Segundo ele, é essencial que as pri ncipais reformas – previdenciária, tributária, do estado e política – sejam feitas nos seis primeiros meses do mandato. Alckmin afirmou que seu plano está sendo elaborado pelos economistas que construíram o Plano Real e que vai estar pronto para começar a ser executado “em janeiro”.

“O primeiro ano é definidor”, disse Alckmin, elogiando sua própria aliança, a maior da campanha, lembrando que ela poderá facilitar o início das reformas, que precisam de alterações constitucionais, com 308 votos na Câmara. “Se para mim vai ser difícil, imagino para quem não tem”, disse o candidato tucano.

Alckmin afirmou que infraestrutura será o carro-chefe de seu governo por ser a forma mais rápida de gerar empregos, para ele o maior problema do país, com a falta de 27 milhões de postos de trabalho. “Se o Brasil não crescer, não tem solução. Vamos transformar o país num canteiro de obras. Não vamos ter crescimento sem investimento”, disse Alckmin.

Agência reguladoras – O candidato tucano voltou a afirmar que as agências reguladoras vão estar “a mil quilômetros” de distância dos partidos.
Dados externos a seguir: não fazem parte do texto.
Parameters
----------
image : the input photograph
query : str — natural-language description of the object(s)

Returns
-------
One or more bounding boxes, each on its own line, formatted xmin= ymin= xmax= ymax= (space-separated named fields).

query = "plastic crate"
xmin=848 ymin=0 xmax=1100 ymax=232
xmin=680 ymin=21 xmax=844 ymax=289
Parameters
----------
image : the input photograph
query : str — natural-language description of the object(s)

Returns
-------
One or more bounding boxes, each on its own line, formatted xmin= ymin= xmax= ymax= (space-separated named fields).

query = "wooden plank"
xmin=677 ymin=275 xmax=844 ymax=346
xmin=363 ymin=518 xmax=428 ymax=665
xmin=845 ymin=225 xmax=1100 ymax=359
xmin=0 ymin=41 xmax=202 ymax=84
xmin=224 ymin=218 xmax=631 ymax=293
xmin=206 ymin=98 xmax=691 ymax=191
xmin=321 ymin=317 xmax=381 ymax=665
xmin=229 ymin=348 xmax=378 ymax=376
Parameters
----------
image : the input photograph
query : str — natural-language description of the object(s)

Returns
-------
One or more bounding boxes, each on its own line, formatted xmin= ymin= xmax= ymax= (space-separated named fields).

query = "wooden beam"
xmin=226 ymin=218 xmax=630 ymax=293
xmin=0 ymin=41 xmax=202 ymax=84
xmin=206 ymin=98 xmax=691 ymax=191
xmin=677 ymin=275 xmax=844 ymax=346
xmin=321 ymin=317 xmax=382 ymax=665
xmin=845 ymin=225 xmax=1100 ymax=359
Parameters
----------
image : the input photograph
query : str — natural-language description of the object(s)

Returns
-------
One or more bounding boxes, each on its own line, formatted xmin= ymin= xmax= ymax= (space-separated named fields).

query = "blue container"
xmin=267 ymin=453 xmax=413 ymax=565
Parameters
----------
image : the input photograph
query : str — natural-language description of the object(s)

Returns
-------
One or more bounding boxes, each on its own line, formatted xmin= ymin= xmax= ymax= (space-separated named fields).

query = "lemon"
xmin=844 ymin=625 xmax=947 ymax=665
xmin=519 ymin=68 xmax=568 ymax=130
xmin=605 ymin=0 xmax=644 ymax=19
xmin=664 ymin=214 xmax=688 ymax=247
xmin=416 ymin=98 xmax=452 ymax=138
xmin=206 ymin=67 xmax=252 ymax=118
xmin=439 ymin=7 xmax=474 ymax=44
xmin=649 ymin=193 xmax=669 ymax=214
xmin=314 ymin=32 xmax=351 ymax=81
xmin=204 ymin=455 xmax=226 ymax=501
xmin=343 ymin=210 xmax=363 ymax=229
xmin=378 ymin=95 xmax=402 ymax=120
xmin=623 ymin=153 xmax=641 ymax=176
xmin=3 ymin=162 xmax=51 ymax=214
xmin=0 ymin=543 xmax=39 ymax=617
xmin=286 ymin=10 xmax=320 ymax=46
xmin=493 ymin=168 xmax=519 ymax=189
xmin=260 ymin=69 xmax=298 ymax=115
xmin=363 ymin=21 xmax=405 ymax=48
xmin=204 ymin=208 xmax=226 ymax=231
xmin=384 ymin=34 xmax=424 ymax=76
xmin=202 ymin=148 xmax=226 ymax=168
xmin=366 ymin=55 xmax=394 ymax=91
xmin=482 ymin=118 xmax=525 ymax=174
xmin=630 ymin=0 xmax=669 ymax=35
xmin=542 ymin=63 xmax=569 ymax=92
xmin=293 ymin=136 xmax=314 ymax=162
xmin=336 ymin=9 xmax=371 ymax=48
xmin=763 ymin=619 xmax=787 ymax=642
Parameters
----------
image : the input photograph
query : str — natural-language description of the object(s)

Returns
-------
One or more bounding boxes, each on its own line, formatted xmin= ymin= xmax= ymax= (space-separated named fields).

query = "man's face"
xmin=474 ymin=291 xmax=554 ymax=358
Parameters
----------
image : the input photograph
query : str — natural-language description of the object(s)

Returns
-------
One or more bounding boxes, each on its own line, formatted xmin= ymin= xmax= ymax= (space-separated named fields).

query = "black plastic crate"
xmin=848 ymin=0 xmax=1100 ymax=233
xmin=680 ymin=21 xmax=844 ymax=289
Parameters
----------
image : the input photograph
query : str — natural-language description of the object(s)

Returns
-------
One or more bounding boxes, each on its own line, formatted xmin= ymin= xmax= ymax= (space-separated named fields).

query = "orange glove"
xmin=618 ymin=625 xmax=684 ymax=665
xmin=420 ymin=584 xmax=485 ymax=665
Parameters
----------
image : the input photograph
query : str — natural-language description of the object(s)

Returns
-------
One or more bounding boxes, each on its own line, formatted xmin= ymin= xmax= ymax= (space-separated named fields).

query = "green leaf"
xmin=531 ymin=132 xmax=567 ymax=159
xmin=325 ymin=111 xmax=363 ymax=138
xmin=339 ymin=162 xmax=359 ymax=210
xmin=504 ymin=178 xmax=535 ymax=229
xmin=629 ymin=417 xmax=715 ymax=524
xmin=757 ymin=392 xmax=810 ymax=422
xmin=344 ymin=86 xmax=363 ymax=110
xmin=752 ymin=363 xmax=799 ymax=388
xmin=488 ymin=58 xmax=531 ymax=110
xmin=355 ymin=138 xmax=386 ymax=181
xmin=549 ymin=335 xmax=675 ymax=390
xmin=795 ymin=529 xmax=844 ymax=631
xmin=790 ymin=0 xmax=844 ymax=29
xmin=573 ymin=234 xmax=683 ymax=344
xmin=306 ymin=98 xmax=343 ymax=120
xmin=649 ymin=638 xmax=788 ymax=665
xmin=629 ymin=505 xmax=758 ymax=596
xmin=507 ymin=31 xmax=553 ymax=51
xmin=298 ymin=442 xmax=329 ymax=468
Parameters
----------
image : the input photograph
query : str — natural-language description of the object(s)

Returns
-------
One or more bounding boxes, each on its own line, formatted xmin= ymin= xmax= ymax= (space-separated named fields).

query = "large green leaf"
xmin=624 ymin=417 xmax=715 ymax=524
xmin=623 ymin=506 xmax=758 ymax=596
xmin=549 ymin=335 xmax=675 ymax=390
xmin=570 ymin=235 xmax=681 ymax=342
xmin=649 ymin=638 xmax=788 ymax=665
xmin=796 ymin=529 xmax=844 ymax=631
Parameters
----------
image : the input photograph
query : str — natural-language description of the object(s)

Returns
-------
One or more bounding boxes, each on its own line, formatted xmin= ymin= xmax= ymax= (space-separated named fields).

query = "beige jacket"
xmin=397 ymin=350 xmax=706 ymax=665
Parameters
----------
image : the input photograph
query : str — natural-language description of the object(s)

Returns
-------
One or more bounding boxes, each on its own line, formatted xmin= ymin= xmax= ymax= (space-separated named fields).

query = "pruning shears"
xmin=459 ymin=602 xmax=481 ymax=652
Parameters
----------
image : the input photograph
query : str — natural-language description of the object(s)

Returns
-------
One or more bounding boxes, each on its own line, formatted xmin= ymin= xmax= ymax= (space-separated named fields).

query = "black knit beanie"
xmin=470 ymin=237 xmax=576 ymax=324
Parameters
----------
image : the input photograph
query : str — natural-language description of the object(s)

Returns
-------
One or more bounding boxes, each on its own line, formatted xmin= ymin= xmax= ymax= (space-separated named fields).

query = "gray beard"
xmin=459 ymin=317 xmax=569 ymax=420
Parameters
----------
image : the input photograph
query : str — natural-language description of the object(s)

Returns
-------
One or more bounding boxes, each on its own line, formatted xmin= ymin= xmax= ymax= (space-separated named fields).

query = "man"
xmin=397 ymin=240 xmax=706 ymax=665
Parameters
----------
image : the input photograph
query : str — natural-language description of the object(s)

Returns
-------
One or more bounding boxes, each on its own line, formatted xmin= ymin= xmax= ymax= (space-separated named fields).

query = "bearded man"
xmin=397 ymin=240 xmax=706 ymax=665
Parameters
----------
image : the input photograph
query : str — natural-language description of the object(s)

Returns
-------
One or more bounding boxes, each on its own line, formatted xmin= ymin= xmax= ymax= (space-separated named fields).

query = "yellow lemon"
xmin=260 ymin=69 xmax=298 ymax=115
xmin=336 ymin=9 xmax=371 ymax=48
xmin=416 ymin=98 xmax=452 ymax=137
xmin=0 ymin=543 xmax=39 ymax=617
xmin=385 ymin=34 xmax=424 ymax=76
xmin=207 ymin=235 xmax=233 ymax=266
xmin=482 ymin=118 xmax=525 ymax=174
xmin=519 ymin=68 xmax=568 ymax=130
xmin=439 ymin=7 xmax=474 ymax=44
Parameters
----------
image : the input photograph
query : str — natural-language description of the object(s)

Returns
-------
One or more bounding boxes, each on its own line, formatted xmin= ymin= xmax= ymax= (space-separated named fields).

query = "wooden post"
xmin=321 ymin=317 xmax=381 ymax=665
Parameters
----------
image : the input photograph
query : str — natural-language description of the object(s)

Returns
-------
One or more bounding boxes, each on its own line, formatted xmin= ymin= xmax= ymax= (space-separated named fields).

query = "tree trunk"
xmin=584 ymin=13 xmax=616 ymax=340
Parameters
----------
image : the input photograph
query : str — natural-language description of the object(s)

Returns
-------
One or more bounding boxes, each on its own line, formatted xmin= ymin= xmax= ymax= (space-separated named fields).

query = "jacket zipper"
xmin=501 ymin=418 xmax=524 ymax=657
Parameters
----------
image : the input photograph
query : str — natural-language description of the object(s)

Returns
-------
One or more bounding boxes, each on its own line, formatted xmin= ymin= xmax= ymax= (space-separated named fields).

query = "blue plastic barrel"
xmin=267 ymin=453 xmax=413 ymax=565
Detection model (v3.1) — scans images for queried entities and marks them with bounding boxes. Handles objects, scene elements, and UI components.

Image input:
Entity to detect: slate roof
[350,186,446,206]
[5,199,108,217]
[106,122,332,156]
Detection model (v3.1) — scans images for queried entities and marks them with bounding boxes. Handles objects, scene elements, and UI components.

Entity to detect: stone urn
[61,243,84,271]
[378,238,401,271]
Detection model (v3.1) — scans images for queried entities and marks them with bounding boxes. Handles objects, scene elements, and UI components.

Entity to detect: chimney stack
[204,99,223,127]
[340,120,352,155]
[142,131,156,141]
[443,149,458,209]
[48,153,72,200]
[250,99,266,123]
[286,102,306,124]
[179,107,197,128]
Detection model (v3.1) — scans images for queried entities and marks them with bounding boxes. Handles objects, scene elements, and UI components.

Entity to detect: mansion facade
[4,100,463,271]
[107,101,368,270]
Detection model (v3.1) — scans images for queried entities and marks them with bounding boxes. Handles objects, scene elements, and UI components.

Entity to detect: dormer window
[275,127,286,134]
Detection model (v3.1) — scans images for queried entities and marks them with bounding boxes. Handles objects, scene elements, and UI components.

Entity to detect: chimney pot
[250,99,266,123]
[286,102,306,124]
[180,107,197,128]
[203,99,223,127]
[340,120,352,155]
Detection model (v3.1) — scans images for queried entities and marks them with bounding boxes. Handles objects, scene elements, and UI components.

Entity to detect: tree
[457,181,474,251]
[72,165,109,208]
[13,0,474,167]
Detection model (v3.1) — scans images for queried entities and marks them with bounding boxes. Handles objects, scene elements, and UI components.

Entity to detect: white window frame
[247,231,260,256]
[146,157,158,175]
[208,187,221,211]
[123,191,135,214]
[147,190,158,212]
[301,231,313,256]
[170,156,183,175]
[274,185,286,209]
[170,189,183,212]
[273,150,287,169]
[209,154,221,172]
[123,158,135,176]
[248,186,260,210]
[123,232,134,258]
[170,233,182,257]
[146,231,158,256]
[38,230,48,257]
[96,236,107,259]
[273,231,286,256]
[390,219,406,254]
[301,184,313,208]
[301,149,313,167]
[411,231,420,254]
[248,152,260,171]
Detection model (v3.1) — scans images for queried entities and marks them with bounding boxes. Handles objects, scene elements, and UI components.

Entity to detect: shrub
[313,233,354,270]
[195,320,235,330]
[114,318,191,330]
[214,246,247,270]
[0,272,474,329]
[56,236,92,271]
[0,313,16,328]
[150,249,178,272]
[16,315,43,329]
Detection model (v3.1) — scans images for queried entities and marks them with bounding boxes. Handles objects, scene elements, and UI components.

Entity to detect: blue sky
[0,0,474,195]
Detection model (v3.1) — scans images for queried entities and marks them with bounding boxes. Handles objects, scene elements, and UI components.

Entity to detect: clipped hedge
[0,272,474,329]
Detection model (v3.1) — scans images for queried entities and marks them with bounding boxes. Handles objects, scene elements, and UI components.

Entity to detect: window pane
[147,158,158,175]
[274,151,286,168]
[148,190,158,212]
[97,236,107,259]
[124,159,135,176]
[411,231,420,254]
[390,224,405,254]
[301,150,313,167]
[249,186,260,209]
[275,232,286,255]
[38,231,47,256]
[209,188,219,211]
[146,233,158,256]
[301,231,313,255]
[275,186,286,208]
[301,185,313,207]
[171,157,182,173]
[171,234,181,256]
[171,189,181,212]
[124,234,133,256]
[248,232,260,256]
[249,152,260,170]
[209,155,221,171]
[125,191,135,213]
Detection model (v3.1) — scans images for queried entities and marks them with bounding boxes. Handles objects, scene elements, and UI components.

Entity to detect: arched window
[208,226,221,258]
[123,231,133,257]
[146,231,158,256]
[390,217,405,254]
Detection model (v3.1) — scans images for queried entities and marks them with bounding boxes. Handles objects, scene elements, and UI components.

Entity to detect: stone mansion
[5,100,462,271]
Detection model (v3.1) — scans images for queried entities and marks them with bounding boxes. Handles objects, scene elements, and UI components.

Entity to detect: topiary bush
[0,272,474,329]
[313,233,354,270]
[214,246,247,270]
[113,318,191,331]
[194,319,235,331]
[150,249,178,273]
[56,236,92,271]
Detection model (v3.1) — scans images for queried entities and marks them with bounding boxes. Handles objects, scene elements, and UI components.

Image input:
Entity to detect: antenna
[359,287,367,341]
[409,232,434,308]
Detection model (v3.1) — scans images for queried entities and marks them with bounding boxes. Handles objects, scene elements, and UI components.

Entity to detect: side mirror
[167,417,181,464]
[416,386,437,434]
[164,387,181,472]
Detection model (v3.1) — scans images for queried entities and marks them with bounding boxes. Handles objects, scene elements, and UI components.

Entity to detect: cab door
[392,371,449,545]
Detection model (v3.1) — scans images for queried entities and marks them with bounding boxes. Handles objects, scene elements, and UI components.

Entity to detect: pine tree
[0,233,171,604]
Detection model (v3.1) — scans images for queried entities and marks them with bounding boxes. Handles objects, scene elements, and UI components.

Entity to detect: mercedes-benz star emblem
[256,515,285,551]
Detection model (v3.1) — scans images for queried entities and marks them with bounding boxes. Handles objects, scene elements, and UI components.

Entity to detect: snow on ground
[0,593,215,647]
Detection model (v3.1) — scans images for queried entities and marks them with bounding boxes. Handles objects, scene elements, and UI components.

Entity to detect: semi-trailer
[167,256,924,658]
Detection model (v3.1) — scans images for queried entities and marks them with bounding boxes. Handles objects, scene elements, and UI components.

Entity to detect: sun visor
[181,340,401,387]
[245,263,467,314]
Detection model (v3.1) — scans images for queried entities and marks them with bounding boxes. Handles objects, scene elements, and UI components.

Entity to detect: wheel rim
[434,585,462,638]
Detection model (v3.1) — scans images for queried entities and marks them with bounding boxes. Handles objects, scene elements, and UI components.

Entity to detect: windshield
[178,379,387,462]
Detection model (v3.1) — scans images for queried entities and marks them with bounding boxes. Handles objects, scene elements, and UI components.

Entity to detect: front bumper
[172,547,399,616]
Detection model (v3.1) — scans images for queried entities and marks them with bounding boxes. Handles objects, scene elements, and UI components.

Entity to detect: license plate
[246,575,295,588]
Segundo ele, isso vai aumentar a segurança jurídica para os investimentos de longo prazo. O candidato também afirmou que vai fazer um grande programa de desburocratização no país.

Alckmin arrancou risos da plateia ao contar que, na noite de domingo (19), estava no Pará e usou um trecho da BR-163 entre Santarém e Rurópolis. Segundo ele, o motorista falava o tempo todo que estava chegando a parte de asfalto, para minimizar o sofrimento de quem estava no carro por causa do balanço do trecho sem asfalto.

“Mas quando chegou no asfalto… piorou. Era cada buraco”, lembrou o candidato dizendo que disse ter pedido para que o motorista fosse mais devagar. “É impressionante como tem coisa no Brasil para fazer. Coisa para fazer rápido”, afirmou o Alckmin sobre o asfaltamento da BR que já dura mais de três décadas sem estar completo.

Alckmin voltou a apresentar seu projeto de isentar impostos federais do saneamento, a Cofins e o Pasep, para que seja revertido em investimentos nesse setor. Segundo ele, o Brasil está investindo R$ 11 bilhões em saneamento quando deveria chegar aos R$ 20 bilhões. Ele afirmou ainda que a MP (Medida Provisória) que está em vigor mudando o marco do saneamento precisa de alterações e que seria melhor que ela fosse por projeto de lei.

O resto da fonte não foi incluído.